A strong team and modest costs render the JPMorgan SmartRetirement Blend target date series attractive.
A team of veterans led by Dan Oldroyd guide this effort. He served as deputy to former lead Anne Lester from 2010 through May 2020. Lester’s departure was a significant blow, and two other managers have come off the series in recent years. However, Oldroyd is still backed by experienced personnel in the primary areas of focus: retirement research, tactical allocation, and manager selection. The team also brought in Ove Fladberg and Anshul Mohan, veteran portfolio managers on the multi-asset team, to assist its efforts in 2022 and 2023, respectively. Michael Conrath, who led the firm’s 529 plan group for more than a decade, took over as chief retirement strategist after his predecessor left for another firm.

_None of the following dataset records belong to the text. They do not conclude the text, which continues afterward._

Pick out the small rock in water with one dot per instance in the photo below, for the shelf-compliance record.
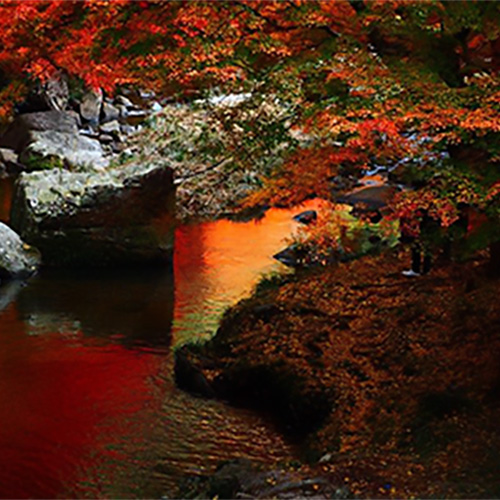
(17, 259)
(109, 112)
(306, 217)
(90, 107)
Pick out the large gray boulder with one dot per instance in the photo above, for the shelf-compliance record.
(49, 139)
(50, 149)
(117, 217)
(17, 259)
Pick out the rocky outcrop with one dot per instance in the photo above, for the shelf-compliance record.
(48, 134)
(122, 216)
(19, 133)
(90, 106)
(48, 139)
(17, 259)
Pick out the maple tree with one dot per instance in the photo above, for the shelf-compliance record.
(357, 84)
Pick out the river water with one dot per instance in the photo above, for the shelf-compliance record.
(88, 403)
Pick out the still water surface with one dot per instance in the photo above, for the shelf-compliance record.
(88, 406)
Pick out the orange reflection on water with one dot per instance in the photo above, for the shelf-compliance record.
(219, 262)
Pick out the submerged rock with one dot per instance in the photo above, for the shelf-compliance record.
(306, 217)
(17, 259)
(118, 217)
(242, 478)
(369, 198)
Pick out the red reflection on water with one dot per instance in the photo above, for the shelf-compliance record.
(56, 394)
(218, 262)
(66, 397)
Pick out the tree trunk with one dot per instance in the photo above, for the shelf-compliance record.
(494, 264)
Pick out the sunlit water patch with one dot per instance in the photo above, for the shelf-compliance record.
(88, 403)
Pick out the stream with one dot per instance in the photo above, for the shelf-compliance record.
(89, 407)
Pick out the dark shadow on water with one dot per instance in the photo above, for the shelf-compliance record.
(131, 306)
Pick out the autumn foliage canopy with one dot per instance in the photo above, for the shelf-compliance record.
(411, 84)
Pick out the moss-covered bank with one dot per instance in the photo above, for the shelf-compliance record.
(394, 382)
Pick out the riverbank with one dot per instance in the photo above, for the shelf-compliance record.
(391, 384)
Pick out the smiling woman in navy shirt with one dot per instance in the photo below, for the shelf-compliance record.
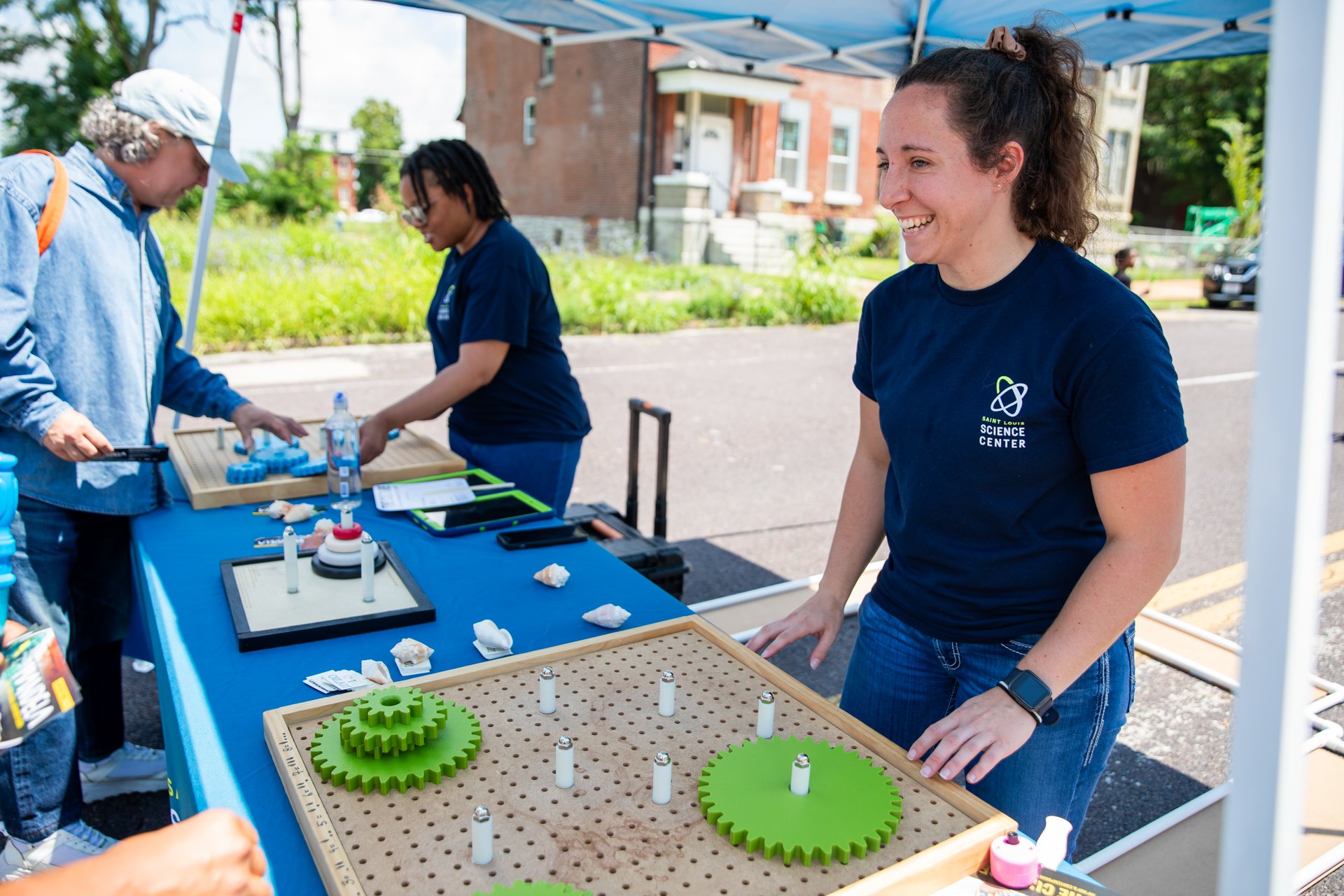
(496, 332)
(1021, 444)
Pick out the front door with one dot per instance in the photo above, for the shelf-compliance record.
(713, 156)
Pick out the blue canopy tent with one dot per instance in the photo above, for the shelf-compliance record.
(1294, 405)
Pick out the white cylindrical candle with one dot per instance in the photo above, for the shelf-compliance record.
(547, 697)
(564, 763)
(290, 561)
(667, 694)
(483, 837)
(663, 780)
(368, 551)
(802, 780)
(765, 715)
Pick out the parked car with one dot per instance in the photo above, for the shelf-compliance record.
(1233, 279)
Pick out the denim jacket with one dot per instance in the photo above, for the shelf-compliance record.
(89, 327)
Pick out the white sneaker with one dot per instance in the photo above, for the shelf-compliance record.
(130, 770)
(66, 846)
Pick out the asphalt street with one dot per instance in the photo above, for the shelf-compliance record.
(764, 425)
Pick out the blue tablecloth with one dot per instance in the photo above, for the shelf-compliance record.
(213, 696)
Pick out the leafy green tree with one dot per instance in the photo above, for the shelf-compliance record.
(379, 125)
(1180, 148)
(1242, 156)
(94, 45)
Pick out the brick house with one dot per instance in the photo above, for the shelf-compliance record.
(626, 144)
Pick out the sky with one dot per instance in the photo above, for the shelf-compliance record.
(354, 50)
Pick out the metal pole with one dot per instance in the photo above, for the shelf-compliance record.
(207, 203)
(1291, 438)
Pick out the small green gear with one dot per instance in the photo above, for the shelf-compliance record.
(543, 888)
(394, 738)
(853, 806)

This target-date series is built on strong retirement research. It uses participant data from Chase Bank as well as the Employee Benefit Research Institute to help formulate its glide path. That led to the development of its SmartSpending program, woven into this series in 2021-22. The firm devised SmartSpending to help investors fund discretionary spending throughout retirement by orbiting around the long-term risk profile of a blended 40%/60% MSCI All Country World Index/Bloomberg US Aggregate Bond Index. The program is geared for the investor to sell off shares of the investment annually. This approach requires active involvement from plan participants to draw down their savings—not a given in the set-it-and-forget-it world of target-date funds—but the team cut its teeth researching the behavior of plan participants, and we remain confident that it can execute.
The team also had a previous history of making savvy tactical allocation calls. However, the team's calls detracted value in much of the market volatility of 2018-22, and the first three quarters of 2023. At times the series has missed out on equity rebounds by being too conservative, as in the first three quarters of 2023, for example. But it was also overweight in stocks coming into 2022, which hurt in the early stages of that year's bear market. The team hasn’t necessarily lost its ability to make correct calls—it added value in 2020's up-and-down market—but these issues bear watching.